When we constructed our panel of factors we realised that recruitment factoring would be a popular area and this is reflected in the factoring companies we work with.
The haulage industry has been using factoring extensively for a long period of time now due mainly to its dependence on available cash flow to pay wages and operating costs of vehicles.
The cash flow crunch happens because customers are businesses who require to be invoiced, and the work is invoiced but the invoice may not be paid for a month at the least. During the period that invoices remain unpaid, staff wages and petrol must be funded – this short fall in cash can be met with a bank overdraft initially but when the company grows and the cash short fall gets larger the company can potentially grow itself out of business.
By using factoring services haulage companies are able to keep their cash flow healthy and help secure new contracts allowing them to grow.

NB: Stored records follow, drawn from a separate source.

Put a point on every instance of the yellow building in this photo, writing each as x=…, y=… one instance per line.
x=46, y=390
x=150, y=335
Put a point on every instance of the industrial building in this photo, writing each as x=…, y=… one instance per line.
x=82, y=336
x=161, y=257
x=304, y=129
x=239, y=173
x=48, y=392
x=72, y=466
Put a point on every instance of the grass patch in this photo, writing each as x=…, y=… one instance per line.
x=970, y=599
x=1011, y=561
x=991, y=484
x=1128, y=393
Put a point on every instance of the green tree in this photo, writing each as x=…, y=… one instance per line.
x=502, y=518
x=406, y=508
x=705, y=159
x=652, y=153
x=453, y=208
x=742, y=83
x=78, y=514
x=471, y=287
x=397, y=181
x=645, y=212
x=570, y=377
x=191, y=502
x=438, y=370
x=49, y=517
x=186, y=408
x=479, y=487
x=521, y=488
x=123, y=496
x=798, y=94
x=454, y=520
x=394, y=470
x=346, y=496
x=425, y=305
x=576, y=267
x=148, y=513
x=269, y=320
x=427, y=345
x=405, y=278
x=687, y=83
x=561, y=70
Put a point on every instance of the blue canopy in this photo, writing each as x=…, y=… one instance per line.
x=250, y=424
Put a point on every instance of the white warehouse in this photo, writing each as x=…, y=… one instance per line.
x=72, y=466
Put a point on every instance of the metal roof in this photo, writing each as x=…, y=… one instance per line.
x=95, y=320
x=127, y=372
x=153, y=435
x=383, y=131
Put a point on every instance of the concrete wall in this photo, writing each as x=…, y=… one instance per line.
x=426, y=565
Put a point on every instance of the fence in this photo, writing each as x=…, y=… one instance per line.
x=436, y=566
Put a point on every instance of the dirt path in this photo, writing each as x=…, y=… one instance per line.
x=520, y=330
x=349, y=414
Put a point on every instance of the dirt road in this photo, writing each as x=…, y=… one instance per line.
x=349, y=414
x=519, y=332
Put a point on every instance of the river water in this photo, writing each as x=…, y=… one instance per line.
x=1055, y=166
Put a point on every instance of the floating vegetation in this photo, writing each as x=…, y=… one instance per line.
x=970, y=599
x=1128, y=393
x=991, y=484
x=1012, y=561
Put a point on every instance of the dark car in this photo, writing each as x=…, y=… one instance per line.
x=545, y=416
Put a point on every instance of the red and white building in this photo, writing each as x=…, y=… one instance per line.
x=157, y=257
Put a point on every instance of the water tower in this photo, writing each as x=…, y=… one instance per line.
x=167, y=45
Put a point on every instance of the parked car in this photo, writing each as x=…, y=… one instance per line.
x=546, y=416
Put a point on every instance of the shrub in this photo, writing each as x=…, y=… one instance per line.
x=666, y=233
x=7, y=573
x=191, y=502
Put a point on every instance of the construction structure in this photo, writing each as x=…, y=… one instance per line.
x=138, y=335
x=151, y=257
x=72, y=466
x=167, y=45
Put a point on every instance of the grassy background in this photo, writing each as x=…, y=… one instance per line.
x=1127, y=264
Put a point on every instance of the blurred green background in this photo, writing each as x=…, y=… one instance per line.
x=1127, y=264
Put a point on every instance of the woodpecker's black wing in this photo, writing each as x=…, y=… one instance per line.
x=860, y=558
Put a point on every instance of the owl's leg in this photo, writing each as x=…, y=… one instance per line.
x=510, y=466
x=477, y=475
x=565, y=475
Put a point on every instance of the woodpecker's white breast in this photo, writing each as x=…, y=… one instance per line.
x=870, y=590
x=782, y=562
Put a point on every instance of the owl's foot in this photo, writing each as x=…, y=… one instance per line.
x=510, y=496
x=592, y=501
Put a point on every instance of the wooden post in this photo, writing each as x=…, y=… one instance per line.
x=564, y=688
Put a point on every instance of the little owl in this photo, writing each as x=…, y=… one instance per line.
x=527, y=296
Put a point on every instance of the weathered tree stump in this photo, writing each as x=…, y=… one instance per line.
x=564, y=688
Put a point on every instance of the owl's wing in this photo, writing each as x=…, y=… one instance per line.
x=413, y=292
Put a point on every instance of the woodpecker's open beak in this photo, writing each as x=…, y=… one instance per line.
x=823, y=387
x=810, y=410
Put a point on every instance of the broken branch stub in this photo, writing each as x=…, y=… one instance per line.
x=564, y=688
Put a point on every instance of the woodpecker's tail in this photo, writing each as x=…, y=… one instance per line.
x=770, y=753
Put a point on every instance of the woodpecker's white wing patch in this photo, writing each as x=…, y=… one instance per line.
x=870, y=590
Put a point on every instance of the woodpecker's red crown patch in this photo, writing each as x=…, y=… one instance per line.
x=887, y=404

Couriers find themselves in the same boat as haulage and distribution companies – a vast majority of their customers are businesses who are invoiced but until those invoices are paid, costs, including wages, need to be paid. This causes a shortfall in cash and a source of funding has to be found to allow the courier to continue operating.
To satisfy this need of cash to pay staff and costs many successfully turn to invoice factors. By using factoring, courier companies can get advances on their larger invoices (couriers will have many invoices – some of them will me for smaller amounts where the courier may feel it is not worth the discount to factor) to allow them cash to pay suppliers and staff.
As an export company there are several things a factor can help you with:
- Cash against your unpaid export and domestic invoices.
- Advances can be in the currency of your choice.
- Many factors will provide you with credit information on clients before you trade taking away most of the risk.
Some factoring companies will advance as much as 90% of the value of your unpaid export and domestic sales invoices and many will make advances within 24 hours of the invoice being raised.
Because customer relationships are paramount to your company’s success, the invoice factor will make sure that you remain in control of your customer relationships at all times.
Manufacturers face a problem – suppliers need to be paid to deliver supplies to continue manufacturing but when goods are sent to the wholesaler or the company making the order, the invoice raised may not be paid for a long period.
Finding the liquidity to continue to pay suppliers allows certain manufacturers to grow and prosper – those who can’t find it may go out of business even if they run a successful operation.
Manufacturer factoring allows raised invoices for goods delivered to be discounted and cashed providing the cash to pay suppliers for more raw supplies. The operation becomes more fluid and the risk of facing cash flow problems disappears.
Many successful manufacturers have used factoring and discounting to help fund their growth and provide a smother cash flow situation – many factoring companies specialise in manufacturer services and solutions due to its popularity.
One of the main goals of an insolvency practitioner is to secure lines of fines for the immediate future to allow restructuring of the company in distress – due to the nature of the funding factoring offers, many insolvency practitioners see this as the first port of call when approaching a case.
As with all other instances where the use of an invoice factor is being discussed there are must be certain qualifiers for the company in question, these being:
- invoices to be factored must be to other businesses and not private individuals
- the invoice should be simple with a clear sign-off process
- the turnover of the company should be around a minimum of £50k (otherwise minimum fees might be too high)
- there is no legal reason why invoices or debts cannot be sold to third parties
If the company meets these requirements (and a very large number do) then the insolvency practitioner can immediately bring in a factor and discount the sales ledger to offer immediate and smooth cash flow.
During the whole restructuring process many invoice practitioners retain the use of the factor until the company is in a healthy enough state to be handed back to the management – we have found that when the management retake control many are so impressed with the service they continue to use it.